くぼゆうじの雑談

日々の備考録

イヴァンカ大統領補佐官の実力とは?

父である米国大統領のトランプ氏が来日する前にその娘であり、大統領補佐官でもあるイヴァンカ氏が来日し話題となっている。噂では大統領の意思決定にもコミットし、その政治的影響力が大きいだろうということで、日本は安倍総理をはじめ政府あげての大歓迎であり、東京は厳戒態勢が取られている。ロングの金髪の美しい白人女性なのだから、多くの日本人男性が注目するのも無理もない。ただ今回の来日はファッション・モデルではなく、あくまでも大統領補佐官としてである。大統領の補佐官という仕事は主席補佐官を筆頭に閣僚外のポストとなるが、歴代補佐官はみな政治経験豊富なまさに、大統領の仕事を手伝える人たちが担ってきた。歴代でいえば、ジェームズ・ベイカー氏などが有名ところである。では、多岐にわたる大統領の仕事を手伝うとは具体的にどういう内容をさすか、それは大統領に政策を説明し意思決定にアドヴァイスすることである。あえて日本で言うと、総理の補佐官はもちろん、官房長官あたりが妥当であろう。

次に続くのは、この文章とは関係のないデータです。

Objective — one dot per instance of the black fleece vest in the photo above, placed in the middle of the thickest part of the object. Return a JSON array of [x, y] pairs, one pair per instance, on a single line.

この実質、副大統領よりも権限をもついわれる補佐官を歓迎し厳戒態勢で臨むのは理解できる。問題はイヴァンカ氏にこの重要な職務をこなすだけの知性と経験が備わっているかである。私の信頼する米国在住の政治にも強いある執筆家に話をきくところ、以下のような返答がかえってきた。一部抜粋する。

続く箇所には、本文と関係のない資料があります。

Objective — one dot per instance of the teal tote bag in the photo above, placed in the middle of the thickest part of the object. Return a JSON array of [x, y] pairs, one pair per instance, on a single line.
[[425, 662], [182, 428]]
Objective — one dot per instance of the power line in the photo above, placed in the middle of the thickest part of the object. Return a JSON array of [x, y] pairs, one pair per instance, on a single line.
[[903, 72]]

自称「活動家」なんでしょうが、こちらでイヴァンカをそんなふうに呼ぶと、ふつうの女性はキレます。
口先だけで、自分のブランドでも女性差別していますよ。
彼女が語る政策のレベルなんて、わが町の女子中学生でできます。

 渡辺由佳里さんより(facebookでのやりとり)

 この情報の信ぴょう性はともかく、日本の一部メディアは騒ぎすぎである。私自身もTVで彼女の会見などを観たがとてもシャープで精力的な印象は受けなかった。
はっきり言おう、とても大統領の補佐官は務まらない。

(まあ、選んだのがオヤジなので仕方ないのかもしれない)

 こんなひどい記事もある。リンクしておく。

www.huffingtonpost.jp

(ファッションチェックって重要ですか、この記事、需要あるんですか)

さらに問題なのは、安倍総理がいわゆるイヴァンカ基金に57億円を拠出するという内容である。ただし、こちらはミスリードをおこしているようで、正確には世界銀行が女性が主体となって活躍する企業家や中小企業支援を行う基金に拠出したのが正確である。

以下のリンクがよくまとまっているので記しておく。

www.buzzfeed.com

筆者自身はこのことには特に何も思っていない。もちろん、世銀の基金の透明性の問題はあるが、イヴァンカ氏はノータッチである。またよくありがちな論調でそんなお金があるなら、日本の他の財源にあてよという類も、それはそれ、これはこれの問題なのであって、日本はそこまで財政難ではないし、混同しすぎな過剰反応とみている。

一部マスコミが調べが足りなかったか、安倍総理やイヴァンカ氏叩きに偏重したかであろう。それはそれで問題ではあるが、筆者がここで述べたいのは結局のところイヴァンカ氏は何しに来て、安倍総理はそれを利用して何がしたかったのであろうか。

今回、どんなイメージ操作が行われたにしても、米国としては大統領来日前にイヴァンカ氏がきたことで国民の注目を集め、日米関係の良好さや柔らかい雰囲気作りには成功した。広報官としてのイヴァンカ氏は合格である。さらに、安倍総理も上記の目的の他、日本は女性の活躍を推進しているというメッセージを弱いながらも発信することができた。簡単にまとめれば、ポーズとして来日したイヴァンカ氏、それにポーズとしてこたえる安倍総理である。はっきりいうと中身は全くないが、こういう外交手段も時にはあるということを認識しておくべきであろう。